Inseguendo il mito dello “short-termismo”, cambiano le regole di Borsa
Roma. In anni recenti è diventato un luogo comune che le società di capitali siano troppo concentrate sui risultati di breve periodo e per questo trascurano le strategie di lungo termine. La paura che il capitalismo finanziario sia miope per natura si nutre delle osservazioni di John Maynard Keynes (1883-1946). L’economista inglese riteneva che la maggiore parte degli investitori avesse soprattutto interesse a colpire rapidamente, prima degli altri, con acquisti o vendite, approfittando di informazioni sconosciute ai più.

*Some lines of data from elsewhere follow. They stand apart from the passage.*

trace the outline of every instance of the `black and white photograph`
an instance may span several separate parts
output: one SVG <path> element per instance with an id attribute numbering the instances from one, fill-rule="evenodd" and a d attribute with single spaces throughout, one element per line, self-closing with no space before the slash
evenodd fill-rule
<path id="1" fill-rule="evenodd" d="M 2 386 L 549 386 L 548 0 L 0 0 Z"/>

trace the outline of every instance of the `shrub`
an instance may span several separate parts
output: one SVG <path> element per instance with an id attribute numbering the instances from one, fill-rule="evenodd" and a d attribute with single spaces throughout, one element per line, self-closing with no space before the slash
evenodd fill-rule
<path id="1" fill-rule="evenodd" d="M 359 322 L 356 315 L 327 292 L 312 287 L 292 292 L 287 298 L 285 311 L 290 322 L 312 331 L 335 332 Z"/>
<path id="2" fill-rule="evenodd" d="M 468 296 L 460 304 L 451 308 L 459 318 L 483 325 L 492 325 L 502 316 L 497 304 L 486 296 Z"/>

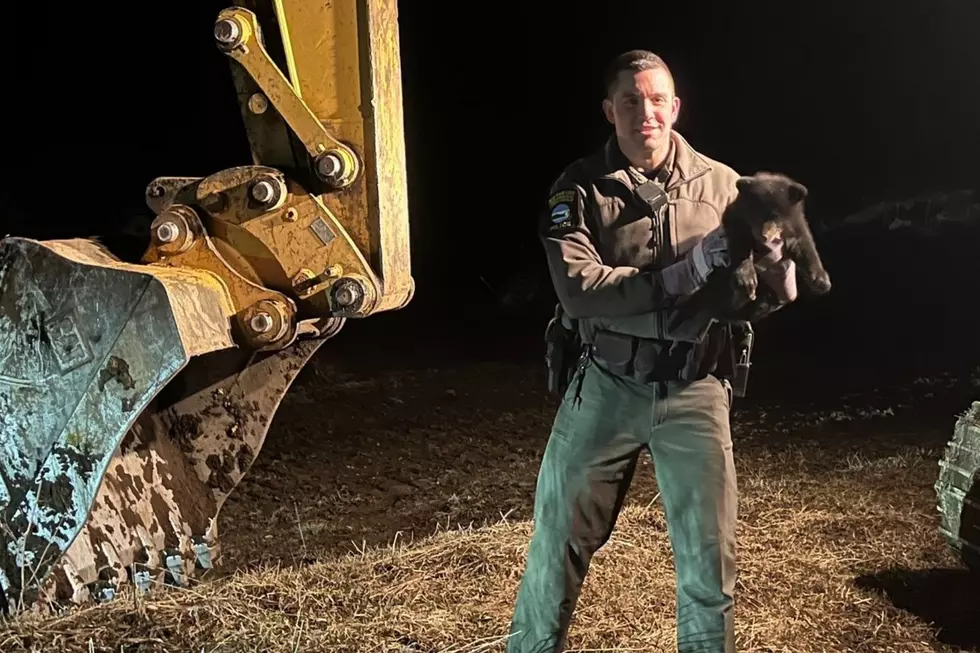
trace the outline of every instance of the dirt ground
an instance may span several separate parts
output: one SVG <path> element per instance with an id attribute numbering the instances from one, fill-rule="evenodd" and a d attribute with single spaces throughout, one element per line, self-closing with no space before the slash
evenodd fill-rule
<path id="1" fill-rule="evenodd" d="M 489 354 L 457 364 L 447 354 L 431 365 L 380 365 L 343 351 L 324 347 L 304 370 L 225 505 L 219 569 L 212 575 L 212 585 L 224 589 L 208 599 L 208 586 L 198 588 L 208 600 L 194 600 L 204 607 L 192 623 L 185 621 L 191 609 L 185 604 L 138 611 L 142 621 L 125 605 L 105 613 L 99 606 L 74 620 L 0 627 L 0 649 L 74 650 L 69 642 L 87 636 L 91 650 L 106 651 L 435 653 L 504 634 L 555 408 L 544 392 L 542 366 Z M 934 377 L 824 405 L 736 405 L 745 560 L 740 651 L 980 651 L 978 589 L 937 531 L 932 487 L 955 413 L 976 397 L 980 377 Z M 570 650 L 673 650 L 672 571 L 656 496 L 645 461 L 617 535 L 586 582 Z M 428 539 L 452 533 L 457 539 L 450 544 Z M 641 539 L 646 544 L 638 546 Z M 485 587 L 468 589 L 472 565 L 445 578 L 433 571 L 441 564 L 435 561 L 427 571 L 399 567 L 408 563 L 396 550 L 410 557 L 433 542 L 479 551 L 473 555 L 484 561 Z M 340 570 L 358 559 L 373 565 L 357 572 L 367 574 L 358 582 L 370 596 L 385 598 L 364 598 L 345 612 L 318 594 L 336 594 L 344 585 L 335 579 L 325 590 L 313 578 L 350 578 L 354 572 Z M 637 570 L 638 564 L 647 568 Z M 235 611 L 234 602 L 245 605 L 260 595 L 257 611 L 271 605 L 271 612 L 293 614 L 275 603 L 286 600 L 285 592 L 269 589 L 270 573 L 323 601 L 318 618 L 296 635 L 302 643 L 296 648 L 271 634 L 271 626 L 266 631 L 234 616 L 247 612 Z M 401 574 L 402 584 L 391 574 Z M 253 580 L 261 589 L 241 589 Z M 428 589 L 412 599 L 374 592 L 372 583 Z M 617 589 L 621 583 L 633 593 Z M 217 598 L 233 590 L 243 593 L 234 601 Z M 268 598 L 270 592 L 280 598 Z M 433 616 L 433 601 L 442 621 Z M 106 625 L 117 617 L 128 626 Z M 243 633 L 258 640 L 246 644 Z M 160 647 L 132 644 L 139 641 Z"/>

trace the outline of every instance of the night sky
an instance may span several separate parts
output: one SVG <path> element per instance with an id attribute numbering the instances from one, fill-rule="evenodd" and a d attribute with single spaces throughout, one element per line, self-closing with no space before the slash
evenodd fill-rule
<path id="1" fill-rule="evenodd" d="M 980 190 L 980 2 L 436 8 L 447 4 L 399 6 L 420 306 L 479 304 L 492 300 L 483 281 L 499 290 L 543 270 L 535 228 L 548 185 L 606 138 L 601 71 L 631 48 L 671 66 L 677 129 L 697 149 L 742 173 L 795 177 L 810 189 L 814 220 L 832 224 L 880 199 Z M 35 42 L 20 59 L 39 94 L 13 103 L 22 121 L 8 123 L 17 183 L 4 191 L 4 232 L 96 235 L 148 215 L 142 194 L 155 176 L 250 162 L 228 62 L 212 41 L 225 3 L 152 6 L 85 5 L 68 40 L 51 36 L 50 6 L 18 10 L 35 13 L 19 24 L 44 25 L 53 40 L 45 55 Z M 27 133 L 30 147 L 14 144 Z M 900 269 L 919 253 L 889 256 Z M 827 263 L 832 273 L 841 265 Z"/>

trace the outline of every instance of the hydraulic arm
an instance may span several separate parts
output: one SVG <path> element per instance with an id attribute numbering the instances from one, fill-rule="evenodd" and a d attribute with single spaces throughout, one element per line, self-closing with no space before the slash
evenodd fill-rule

Nel corso degli anni, l’ideologizzazione del dibattito sull’istinto predatorio dei manager attenti solo alle trimestrali e ai corsi quotidiani di Borsa – e per questo accusati di avere una veduta corta, di breve termine, “short-term”, da qui “short-termismo” – si è rivelato un “mito finanziario”, come sostenuto nel 2015 da James Surowiecki del New Yorker e poi dall’Economist. “Certo, non mancano gli investitori miopi, ma la maggiore parte del mercato non lo è”, scriveva Surowiecki.
L’Accademia dibatte sul punto e la politica ha agio nell’additare i rapaci “speculatori”. Hillary Clinton, candidato del Partito democratico alla presidenza degli Stati Uniti, vuole porre fine alla “tirannia” del “short-termismo” incentivando il possesso prolungato di azioni a fronte della riduzione degli oneri fiscali. Mossa dalla volontà di “ridurre la pressione di breve termine e incentivare un approccio di lungo periodo”, la Commissione europea discute dagli anni Novanta e, a partire dal 2006, ha emanato la direttiva, detta “transparency”, per uniformare gli obblighi degli emittenti operanti sui mercati regolamentati dei 28 stati membri. L’Expert group of the european securities committee (Egesc) ha collaborato con pareri legislativi, seguendo le indicazioni di venti esperti del settore privato di altrettanti stati membri (tra cui Carmine di Noia, vicedirettore generale di Assonime, e designato dal governo per affiancare il commissario della Consob).
La direttiva europea è stata recepita dall’ordinamento italiano il 10 febbraio 2016 dal Consiglio dei ministri – è noto lo schema di decreto legislativo, prossima la pubblicazione in Gazzetta Ufficiale – e riguarda circa 270 società quotate in Borsa, sebbene Consob potrà riservarsi di limitare il perimetro delle aziende interessate in base alle dimensioni.
[**Video_box_2**]La soglia di comunicazione delle partecipazioni rilevanti, costruite anche con strumenti sofisticati (come opzioni e futures), sale dal 2 al 3 per cento per le grandi società e si avvicina agli standard di Regno Unito, Stati Uniti, Spagna, Olanda, Francia e Germania dove la soglia è il 5 per cento. Per le piccole e medie società, con capitalizzazione di mercato inferiore ai 500 milioni di euro e 300 milioni di fatturato, la soglia oltre la quale gli azionisti devono uscire allo scoperto è al 5 per cento. La ratio è uniformare la regolamentazione e incentivare l’ingresso di fondi d’investimento, sotto lo slogan della “trasparenza”. Significativa, ai fini dell’inseguimento del mito del “short-termismo”, è l’abrogazione della pubblicazione del risultato medio di gestione, la versione light del bilancio trimestrale, per le società quotate. L’intento è di incentivare lo sbarco in Borsa delle Pmi sia liberando le aziende dall’onore di elaborare i conti, in realtà dai costi contenuti, sia soprattutto per proteggerle da eventuali aggressioni del mercato che potrebbe reagire con picchi di volatilità a risultati influenzati, ad esempio, da fattori stagionali. Consob, previa consultazione con gli operatori, deciderà probabilmente entro l’estate il perimetro delle società interessate: ovvero se conservare l’obbligo alla pubblicazione del resoconto per tutti o soltanto per le grandi aziende e per banche e assicurazioni. La Spagna, per esempio, ha adottato la direttiva ma poi ha detto a tutti gli operatori di presentare comunque il resoconto. Gli altri paesi no. Se la mossa del governo invoglierà le imprese a quotarsi è esercizio da aruspici: il decreto legislativo non s’avventura in valutazioni. Non è peregrino tuttavia, a detta di alcuni esperti coperti da anonimato, ritenere che il contesto di alta incertezza sui mercati finanziari di inizio 2016, che probabilmente proseguirà nei prossimi mesi, non è ideale per incoraggiare le società a celare delle informazioni significative al mercato. Meglio un po’ rapaci che accecati, forse.